10. September 2002 Wegen seines kaufmännisch untypischen Geschäftsgebarens steht der Geschäftsführer einer Handelsfirma in Schleswig-Holstein und Hamburg im Verdacht, gewaltbereite islamistische Fundamentalisten einzuschleusen. Nach FAZ.NET-Recherchen handelt es sich um den im Handelsregister als Geschäftsführer eingetragenen 59-jährigen Diplom-Chemiker Abul-Matin Tatari.

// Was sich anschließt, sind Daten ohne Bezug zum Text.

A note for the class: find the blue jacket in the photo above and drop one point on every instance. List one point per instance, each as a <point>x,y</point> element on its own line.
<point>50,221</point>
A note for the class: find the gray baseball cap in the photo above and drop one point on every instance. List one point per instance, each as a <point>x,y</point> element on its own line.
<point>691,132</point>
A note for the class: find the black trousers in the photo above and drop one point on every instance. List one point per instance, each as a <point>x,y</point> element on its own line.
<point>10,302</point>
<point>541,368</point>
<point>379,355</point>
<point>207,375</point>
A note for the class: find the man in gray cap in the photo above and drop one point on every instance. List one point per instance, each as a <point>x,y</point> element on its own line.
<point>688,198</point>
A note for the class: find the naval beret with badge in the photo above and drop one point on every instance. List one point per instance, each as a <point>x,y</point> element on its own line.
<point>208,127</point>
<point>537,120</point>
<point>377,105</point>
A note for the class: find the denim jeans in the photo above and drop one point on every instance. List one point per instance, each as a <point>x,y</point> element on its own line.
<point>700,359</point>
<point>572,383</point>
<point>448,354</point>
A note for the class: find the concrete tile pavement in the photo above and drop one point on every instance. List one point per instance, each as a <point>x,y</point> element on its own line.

Mit seiner Schleusertätigkeit habe T. zum Heiligen Krieg gewaltbereiter Islamisten beitragen wollen, so die Anschuldigung von Genberalbundesanwalt Kay Nehm, der die Räume der Firma am Dienstagmorgen von Polizei und Bundesgrenzschutz durchsuchen ließ.
Zudem bestehe der Verdacht, dass der Deutsch-Syrer, seine Ehefrau und die beiden Söhne Kontakt zu Personen hätten, gegen die im Zusammenhang mit den Terroranschlägen des 11. September ermittelt werde. Gegen die Verdächtigen wird nach Nehms Angaben bereits seit Mitte Juli ermittelt.
Handel mit Porzellan und Textilien
Das Ermittlungsverfahren sei wegen des Anfangsverdachts der Mitgliedschaft in einer kriminellen Vereinigung eingeleitet worden, so die Generalbundesanwaltschaft. Es bestehe der Verdacht, dass die Beschuldigten unter dem Deckmantel der Handelsfirma eine kriminelle Vereinigung gegründet hätten, um islamistische Fundamentalisten nach Deutschland zu schleusen. Damit hätten sie gegen das Ausländergesetz verstoßen, sich wegen Urkundenfälschungen und Geldwäsche strafbar gemacht. Die Beschuldigten würden derzeit vernommen.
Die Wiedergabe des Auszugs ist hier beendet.